There’s no sense in peacocking around when the only thing that matters is navigating a global pandemic smartly and strategically.

But earlier this month, Greg Sankey went off script when I asked him when the SEC would officially announce it is playing as scheduled.

The always measured and meticulous commissioner of the most successful conference in college sports spread his feathers ever so briefly.

“We established our start date as Sept. 26, so that’s reality,” he said. “We are moving forward and I don’t think there has been a lot of doubt – although there has been a lot of conversation.”

How’s that for I told you so?

This is what happens when the idea of patiently allowing science to catch COVID-19 and pave the way for a safe return to play is overrun by a shotgun spray of hysteria from every possible angle.

He has been called tone-deaf and criticized for exploiting young people for monetary gain. He’s a monster, a manipulator. Apparently, he has no soul, too.

Meanwhile, he and the SEC presidents – for whom Sankey, 56, works, and whom he has guided through the process of returning to play with the idea that patience and science are undefeated vs. panic and ignorance – have made every right move amid a sea of wrong decisions.

“We have an outstanding commissioner,” one SEC athletic director told me. “He’s not going to be pushed around or moved into a corner. Emotional overreaction just isn’t part of his world like it clearly is with others.”

In case you’re wondering, that absolutely was aimed at Big Ten commissioner Kevin Warren — who botched the return to play so completely, it will have a lasting impact on the once-revered Big Ten brand.

It began in early July when the Power 5 conferences were working together to come up with a viable scheduling plan for nonconference games. The idea was to play games among the P5 because they had the financial ability to follow the strict protocols of testing, tracing and quarantining.

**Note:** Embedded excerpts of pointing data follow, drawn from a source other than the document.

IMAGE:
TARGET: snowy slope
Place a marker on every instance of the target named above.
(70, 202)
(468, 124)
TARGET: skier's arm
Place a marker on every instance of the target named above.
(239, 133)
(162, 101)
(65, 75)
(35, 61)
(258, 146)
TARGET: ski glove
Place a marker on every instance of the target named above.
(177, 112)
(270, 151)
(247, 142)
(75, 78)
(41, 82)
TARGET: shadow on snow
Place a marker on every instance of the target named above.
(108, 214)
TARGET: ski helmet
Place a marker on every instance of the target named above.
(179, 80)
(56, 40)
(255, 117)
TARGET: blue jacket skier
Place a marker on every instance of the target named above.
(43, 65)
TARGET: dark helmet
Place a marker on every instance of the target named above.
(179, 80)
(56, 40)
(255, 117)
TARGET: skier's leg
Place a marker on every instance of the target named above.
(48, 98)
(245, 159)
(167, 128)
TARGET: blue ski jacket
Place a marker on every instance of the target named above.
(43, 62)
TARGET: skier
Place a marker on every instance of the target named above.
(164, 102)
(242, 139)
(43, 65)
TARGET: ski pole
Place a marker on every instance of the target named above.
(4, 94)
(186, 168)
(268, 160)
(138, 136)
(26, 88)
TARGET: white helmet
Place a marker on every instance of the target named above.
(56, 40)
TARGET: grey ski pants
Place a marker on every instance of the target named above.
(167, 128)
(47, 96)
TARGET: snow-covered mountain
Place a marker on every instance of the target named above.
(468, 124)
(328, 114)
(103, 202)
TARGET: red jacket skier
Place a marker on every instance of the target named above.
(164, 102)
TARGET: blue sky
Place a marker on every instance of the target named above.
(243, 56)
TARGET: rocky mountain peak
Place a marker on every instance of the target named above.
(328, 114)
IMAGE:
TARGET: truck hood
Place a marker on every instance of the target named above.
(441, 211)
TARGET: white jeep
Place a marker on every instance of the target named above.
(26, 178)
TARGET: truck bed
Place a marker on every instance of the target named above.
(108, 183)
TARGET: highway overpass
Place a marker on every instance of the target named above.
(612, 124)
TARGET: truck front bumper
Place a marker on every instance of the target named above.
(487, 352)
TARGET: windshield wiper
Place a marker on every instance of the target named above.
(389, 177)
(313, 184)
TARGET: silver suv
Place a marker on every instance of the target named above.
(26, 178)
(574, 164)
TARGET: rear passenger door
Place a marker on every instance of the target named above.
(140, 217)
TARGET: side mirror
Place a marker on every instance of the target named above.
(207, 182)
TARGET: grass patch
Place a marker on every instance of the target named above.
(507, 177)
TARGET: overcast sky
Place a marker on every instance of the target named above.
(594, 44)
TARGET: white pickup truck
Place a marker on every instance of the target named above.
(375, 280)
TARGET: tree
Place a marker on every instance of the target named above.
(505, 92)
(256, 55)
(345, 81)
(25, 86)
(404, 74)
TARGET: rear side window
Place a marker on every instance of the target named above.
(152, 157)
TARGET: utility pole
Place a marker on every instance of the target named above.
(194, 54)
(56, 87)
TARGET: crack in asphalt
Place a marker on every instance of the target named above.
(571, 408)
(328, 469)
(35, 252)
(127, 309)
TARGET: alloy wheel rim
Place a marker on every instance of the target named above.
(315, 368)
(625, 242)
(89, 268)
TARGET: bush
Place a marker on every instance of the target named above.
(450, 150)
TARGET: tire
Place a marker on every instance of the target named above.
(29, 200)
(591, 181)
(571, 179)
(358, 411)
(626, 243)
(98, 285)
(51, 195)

But Warren, according to three separate sources, declared during a conference call of the P5 commissioners that the “Big Ten is a leader; we are expected to lead.” Days later, the Big Ten went rogue and announced it would not play nonconference games, throwing the remaining P5 conferences into fend for yourself mode.

A month after that, the Big Ten canceled the 2020 fall football season and declared it would try to play in the spring. Warren, according to multiple sources, believed the rest of the Power 5 conferences would follow suit – going so far as to leak information to media outlets that the college football season would be postponed within days, trying to turn public opinion toward that reality.

The idea seemed simple enough: the Ivy League postponed its fall season for spring ball. Who could argue with that? What’s good for the kings of academia should be good for the rest of college football. Only it wasn’t.

While Warren tried to get the rest of the P5 to coalesce around the Big Ten decision (the Pac-12, Mountain West and MAC eventually followed), Sankey was selling patience and science and reminding his remaining P5 colleagues of the true pitfalls of playing spring football.

“It’s not feasible and has never been feasible,” another SEC AD told me. “Are you serious? We’re going to ask young people to play two football seasons in one calendar year? It’s absurd to even think about it. We haven’t even figured out the name, image and likeness problem, and we’re going to say, ‘Hey, why don’t you guys plays two seasons in 10 months for us?’ It was made very clear, very early, that it was fall 2020 or fall 2021.”

Said Florida athletic director Scott Stricklin: “Greg is like a great chess player. He sees things three or four moves ahead of where everyone else is. You or I don’t know what it looks like, but there’s no doubt in my mind Greg does.”

While Sankey was making every right move, Warren and the Big Ten were publicly imploding. League administrators were questioning a vote to not play that may or may not have happened, or if a vote was really a vote or just a “deliberative process.”

Parents complained in the parking lot of the Big Ten offices, and Nebraska players sued to the league for the right to play. The biggest names in the conference – coaches and players – openly criticized the process and the decision to not play.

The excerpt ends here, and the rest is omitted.